Development of Mixed-Conducting Membranes for Hydrogen Separation

As the clean energy demands of the world continue to increase, so too will the use of hydrogen containing fuels. For harvesting “green” energy, hydrogen of sufficient purity will need to be extracted either from hydrogen-rich fuel sources or post-processing flue gases, requiring efficient separation of hydrogen from the many byproducts that arise from hydrogen production. This pure hydrogen can then be utilized for various power generation processes. While there are many different materials to be chosen as membrane constituents for this separation, proton-conducting ceramics represent a particularly appealing option for purification of hydrogen as a fuel source of solid oxide fuel cells. In these applications, the relatively high operating temperature of the fuel cell allows the integration of ceramic membranes with promising proton conductivity that is higher than or comparable to other hydrogen separation material systems. Additionally, these proton conductors need to attain high permeation rates with low fabrication costs[1]. Recently, a ceramic electrolyte composed of BaZr_0.1Ce_0.7Y_0.1Yb_0.1O_3-d (BZCYYb) has demonstrated high proton conductivity that has spurred research interest on its application in ceramic electrolyte and hydrogen membrane fields. [2]. In this work, we examine two main features of membrane performance, optimal hydrogen flux of the membrane and improved microstructure through scalable manufacturing techniques.

The membrane consists of a Ni-BZCYYb dense layer supported by a porous Ni-BZCYYb. The first part of the work identifies the optimal hydrogen flux through variation of the nickel content in an asymmetric dense Ni-BZCYYb pellet. The determination of the transference number for the ceramic phase allows us to optimize the electrical conductivity brought on by the nickel.
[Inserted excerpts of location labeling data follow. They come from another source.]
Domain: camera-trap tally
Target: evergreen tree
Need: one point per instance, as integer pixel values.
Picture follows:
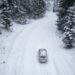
(4, 15)
(69, 27)
(38, 8)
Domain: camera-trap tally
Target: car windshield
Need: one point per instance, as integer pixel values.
(43, 53)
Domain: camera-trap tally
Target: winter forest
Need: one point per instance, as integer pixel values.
(29, 26)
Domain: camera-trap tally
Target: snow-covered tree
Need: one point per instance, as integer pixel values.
(69, 27)
(38, 8)
(5, 14)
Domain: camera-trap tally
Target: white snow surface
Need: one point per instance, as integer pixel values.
(22, 58)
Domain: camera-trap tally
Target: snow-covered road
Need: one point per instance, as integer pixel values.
(23, 59)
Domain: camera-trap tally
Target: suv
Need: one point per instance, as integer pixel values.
(42, 55)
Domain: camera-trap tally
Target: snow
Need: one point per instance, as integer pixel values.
(23, 45)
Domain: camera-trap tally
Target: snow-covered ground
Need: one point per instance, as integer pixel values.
(21, 57)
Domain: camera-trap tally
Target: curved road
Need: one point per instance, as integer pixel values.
(23, 59)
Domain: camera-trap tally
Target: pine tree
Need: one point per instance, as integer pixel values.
(38, 8)
(5, 14)
(69, 27)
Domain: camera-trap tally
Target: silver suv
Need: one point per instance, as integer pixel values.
(42, 53)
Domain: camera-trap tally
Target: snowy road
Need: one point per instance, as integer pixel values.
(23, 59)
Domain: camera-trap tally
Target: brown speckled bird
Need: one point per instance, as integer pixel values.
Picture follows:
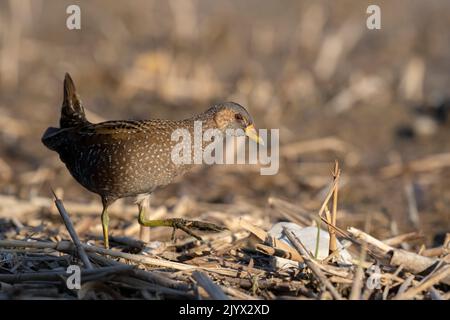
(124, 158)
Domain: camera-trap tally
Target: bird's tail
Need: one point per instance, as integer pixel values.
(72, 111)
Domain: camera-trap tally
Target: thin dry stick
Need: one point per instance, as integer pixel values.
(336, 175)
(314, 268)
(435, 278)
(213, 290)
(359, 275)
(56, 275)
(67, 246)
(72, 232)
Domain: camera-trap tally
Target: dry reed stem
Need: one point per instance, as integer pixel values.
(72, 232)
(309, 262)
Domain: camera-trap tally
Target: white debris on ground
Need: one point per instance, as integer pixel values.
(308, 237)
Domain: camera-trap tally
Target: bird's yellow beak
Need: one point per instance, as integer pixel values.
(251, 132)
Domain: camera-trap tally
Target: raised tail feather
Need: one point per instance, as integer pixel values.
(72, 115)
(72, 111)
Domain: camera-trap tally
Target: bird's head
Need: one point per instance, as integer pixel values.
(230, 115)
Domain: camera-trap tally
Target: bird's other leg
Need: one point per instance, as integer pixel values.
(177, 223)
(143, 202)
(105, 220)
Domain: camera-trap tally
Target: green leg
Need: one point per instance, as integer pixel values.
(105, 222)
(178, 223)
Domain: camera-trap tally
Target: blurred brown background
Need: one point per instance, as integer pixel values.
(336, 90)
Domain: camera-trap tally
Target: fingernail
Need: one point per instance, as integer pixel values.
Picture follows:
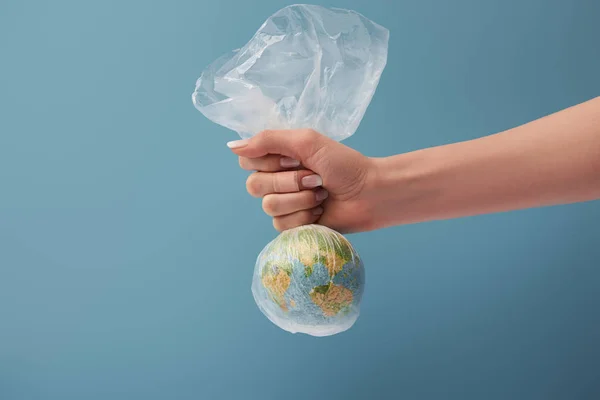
(287, 162)
(311, 181)
(236, 144)
(321, 194)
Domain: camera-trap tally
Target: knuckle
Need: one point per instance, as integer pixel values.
(270, 205)
(253, 185)
(277, 224)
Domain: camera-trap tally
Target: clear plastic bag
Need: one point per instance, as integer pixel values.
(306, 67)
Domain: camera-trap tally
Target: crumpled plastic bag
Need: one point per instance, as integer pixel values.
(306, 67)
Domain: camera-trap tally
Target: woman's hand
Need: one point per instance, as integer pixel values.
(304, 177)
The hydrogen flux through the Ni-BZCYYb was determined as a function of membrane thickness and hydrogen partial pressure. The hydrogen flux was determined by using a mass spectrometer, which correlates the measured hydrogen partial pressure to amount of hydrogen present in a known sweeping gas atmosphere. Results have shown a hydrogen flux of 0.714 ml/cm²min under 100% hydrogen at 750˚C.

The microstructure also plays an important role in the performance of an asymmetric permeation membrane. For dense ceramic membranes, the ohmic permeation resistance from the proton conduction is inversely proportional to the thickness of the membrane. By using a tape-cast method, the thickness of the dense layer can be tailored down to about 10 microns. The results demonstrate an optimized membrane in terms of nickel content and thickness of asymmetric dense/porous layers. This demonstrates the ability to fabricate a cermet hydrogen permeation membrane using a large-scale, industry method.

Further, various catalysts that may enhance hydrogen adsorption, dissociation, and oxidation on the surface of the hydrogen separation membranes are also explored and will discussed in the presentation.